Chapter 7. Probabilistic Machine Learning with Generative Ensembles
Don’t look for the needle in the haystack. Just buy the haystack!
— John Bogle, inventor of the index fund and founder of the Vanguard Group
Most of us probably didn’t know we were learning one of the most powerful and robust ML algorithms in high school when we were finding the line of best fit to a scatter of data points. The ordinary least squares (OLS) algorithm that is used to estimate the parameters of linear regression models was developed by Adrien-Marie Legendre and Carl Gauss more than two hundred years ago. These types of models have the longest history and are viewed as the baseline machine learning models in general. Linear regression and classification models are considered to be the most basic artificial neural networks. It is for these reasons that linear models are considered to be the “mother of all parametric models.”

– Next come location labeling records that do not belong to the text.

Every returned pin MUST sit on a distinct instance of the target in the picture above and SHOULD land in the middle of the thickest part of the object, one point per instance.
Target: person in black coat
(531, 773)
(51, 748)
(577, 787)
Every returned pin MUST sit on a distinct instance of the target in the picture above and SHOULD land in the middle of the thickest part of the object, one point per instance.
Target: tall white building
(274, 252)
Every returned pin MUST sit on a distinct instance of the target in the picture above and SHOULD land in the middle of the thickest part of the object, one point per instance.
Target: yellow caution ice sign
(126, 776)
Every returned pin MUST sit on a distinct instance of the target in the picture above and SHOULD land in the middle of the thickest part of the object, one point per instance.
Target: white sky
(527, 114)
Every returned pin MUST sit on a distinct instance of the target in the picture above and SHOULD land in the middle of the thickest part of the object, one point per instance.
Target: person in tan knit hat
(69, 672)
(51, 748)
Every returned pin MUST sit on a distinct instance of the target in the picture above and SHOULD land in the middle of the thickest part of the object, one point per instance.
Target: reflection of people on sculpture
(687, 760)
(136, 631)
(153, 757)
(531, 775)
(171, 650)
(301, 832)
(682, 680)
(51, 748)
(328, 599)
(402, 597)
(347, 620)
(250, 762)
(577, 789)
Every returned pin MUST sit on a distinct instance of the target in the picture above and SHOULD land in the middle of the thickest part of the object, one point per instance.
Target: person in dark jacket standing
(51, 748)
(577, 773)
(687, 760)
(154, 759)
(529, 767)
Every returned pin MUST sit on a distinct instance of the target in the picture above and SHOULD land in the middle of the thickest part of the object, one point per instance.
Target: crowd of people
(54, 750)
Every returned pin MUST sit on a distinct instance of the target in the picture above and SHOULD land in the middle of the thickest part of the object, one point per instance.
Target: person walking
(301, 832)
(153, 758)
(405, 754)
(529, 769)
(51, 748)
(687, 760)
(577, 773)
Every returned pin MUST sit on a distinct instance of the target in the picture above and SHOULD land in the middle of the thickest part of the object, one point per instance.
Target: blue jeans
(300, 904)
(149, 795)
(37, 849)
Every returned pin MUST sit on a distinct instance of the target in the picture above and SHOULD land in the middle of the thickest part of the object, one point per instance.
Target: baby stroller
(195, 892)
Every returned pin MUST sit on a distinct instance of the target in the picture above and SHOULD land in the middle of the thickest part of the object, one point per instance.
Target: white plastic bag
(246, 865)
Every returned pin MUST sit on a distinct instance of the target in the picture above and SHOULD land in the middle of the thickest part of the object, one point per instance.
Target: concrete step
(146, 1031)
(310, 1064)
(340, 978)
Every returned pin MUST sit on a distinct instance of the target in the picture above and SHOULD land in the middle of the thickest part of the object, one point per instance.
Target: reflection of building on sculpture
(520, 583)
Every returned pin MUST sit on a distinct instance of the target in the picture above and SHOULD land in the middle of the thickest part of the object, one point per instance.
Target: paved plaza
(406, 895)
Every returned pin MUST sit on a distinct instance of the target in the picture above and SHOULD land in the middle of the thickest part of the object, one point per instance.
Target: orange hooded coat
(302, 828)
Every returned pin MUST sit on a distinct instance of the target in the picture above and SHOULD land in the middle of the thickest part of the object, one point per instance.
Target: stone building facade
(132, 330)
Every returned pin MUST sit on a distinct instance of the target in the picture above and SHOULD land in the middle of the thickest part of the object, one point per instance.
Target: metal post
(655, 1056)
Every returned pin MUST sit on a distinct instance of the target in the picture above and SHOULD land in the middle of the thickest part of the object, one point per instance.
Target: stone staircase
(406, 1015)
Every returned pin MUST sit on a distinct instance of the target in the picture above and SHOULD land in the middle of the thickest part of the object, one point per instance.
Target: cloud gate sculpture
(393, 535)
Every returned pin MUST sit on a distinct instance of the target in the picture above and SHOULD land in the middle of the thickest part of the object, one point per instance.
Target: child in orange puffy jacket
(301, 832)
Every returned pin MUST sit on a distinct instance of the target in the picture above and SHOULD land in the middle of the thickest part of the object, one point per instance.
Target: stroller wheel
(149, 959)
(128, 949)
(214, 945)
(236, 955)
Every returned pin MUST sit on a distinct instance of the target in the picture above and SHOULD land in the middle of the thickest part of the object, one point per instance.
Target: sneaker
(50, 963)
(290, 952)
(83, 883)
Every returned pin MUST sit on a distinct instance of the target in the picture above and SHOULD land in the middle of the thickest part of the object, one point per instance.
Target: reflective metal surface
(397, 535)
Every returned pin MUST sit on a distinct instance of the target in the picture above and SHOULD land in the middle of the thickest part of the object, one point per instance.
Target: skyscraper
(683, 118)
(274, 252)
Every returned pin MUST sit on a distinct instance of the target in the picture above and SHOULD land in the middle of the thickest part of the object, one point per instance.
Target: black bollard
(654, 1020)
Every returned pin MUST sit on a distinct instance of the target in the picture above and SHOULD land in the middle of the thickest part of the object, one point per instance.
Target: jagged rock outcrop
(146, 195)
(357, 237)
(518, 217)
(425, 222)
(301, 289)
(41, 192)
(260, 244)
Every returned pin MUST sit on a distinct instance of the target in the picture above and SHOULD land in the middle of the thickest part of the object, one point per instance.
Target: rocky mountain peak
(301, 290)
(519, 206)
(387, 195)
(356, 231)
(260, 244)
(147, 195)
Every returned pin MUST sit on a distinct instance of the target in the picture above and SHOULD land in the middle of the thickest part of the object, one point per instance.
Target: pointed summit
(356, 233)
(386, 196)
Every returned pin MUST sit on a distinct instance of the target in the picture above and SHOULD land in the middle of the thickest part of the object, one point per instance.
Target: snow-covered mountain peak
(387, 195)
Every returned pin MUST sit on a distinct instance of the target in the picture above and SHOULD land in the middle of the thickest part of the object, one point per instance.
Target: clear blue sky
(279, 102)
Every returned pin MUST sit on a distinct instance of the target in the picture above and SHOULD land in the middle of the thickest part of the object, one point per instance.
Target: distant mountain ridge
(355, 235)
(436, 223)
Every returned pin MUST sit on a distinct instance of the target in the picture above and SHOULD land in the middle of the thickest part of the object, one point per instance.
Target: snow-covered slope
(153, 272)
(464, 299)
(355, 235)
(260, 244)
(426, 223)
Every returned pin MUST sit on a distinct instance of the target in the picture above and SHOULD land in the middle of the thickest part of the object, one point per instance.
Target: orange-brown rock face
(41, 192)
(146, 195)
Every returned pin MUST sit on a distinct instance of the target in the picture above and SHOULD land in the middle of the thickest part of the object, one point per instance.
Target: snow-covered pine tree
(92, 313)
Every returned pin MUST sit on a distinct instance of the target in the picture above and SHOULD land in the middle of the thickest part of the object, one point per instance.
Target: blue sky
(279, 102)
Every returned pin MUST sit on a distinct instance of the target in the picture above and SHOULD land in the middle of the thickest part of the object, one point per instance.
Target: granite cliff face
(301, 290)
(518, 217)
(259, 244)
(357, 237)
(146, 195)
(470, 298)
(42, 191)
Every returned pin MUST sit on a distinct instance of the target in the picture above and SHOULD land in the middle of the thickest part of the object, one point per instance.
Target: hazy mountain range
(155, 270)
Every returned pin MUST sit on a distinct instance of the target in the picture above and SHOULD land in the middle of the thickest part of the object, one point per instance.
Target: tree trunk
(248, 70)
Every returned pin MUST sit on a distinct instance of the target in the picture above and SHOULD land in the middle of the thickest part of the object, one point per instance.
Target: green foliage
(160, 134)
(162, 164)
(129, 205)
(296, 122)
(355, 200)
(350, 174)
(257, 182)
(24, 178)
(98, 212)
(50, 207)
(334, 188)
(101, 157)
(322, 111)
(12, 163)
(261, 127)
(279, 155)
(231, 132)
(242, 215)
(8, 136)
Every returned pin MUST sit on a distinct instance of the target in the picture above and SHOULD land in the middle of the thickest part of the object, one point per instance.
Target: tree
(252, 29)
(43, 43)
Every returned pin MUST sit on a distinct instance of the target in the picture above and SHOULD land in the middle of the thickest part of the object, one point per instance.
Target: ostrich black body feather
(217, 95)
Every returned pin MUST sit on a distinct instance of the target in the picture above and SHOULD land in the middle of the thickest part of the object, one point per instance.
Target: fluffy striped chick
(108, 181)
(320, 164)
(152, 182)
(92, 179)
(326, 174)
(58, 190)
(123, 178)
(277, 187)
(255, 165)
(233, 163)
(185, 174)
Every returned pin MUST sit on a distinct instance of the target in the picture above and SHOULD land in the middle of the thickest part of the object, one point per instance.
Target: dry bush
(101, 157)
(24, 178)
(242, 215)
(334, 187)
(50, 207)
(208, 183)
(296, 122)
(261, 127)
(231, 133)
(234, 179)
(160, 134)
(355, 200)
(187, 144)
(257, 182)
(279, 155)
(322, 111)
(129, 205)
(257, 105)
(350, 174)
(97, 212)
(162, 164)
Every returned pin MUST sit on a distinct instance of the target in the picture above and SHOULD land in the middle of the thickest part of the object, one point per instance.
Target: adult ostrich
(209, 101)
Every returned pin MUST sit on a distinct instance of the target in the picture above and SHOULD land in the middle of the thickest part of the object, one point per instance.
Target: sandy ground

Linear regression models play a pivotal role in modern financial practice, academia, and research. The two foundational models of financial theory are linear regression models: the capital asset pricing model (CAPM) is a simple linear regression model; and the model of arbitrage pricing theory (APT) is a multiple regression model. Factor models used extensively by investment managers are just multiple regression models with public and proprietary factors. A factor is a financial feature such as the inflation rate. Linear models are also the model of choice for many high-frequency ...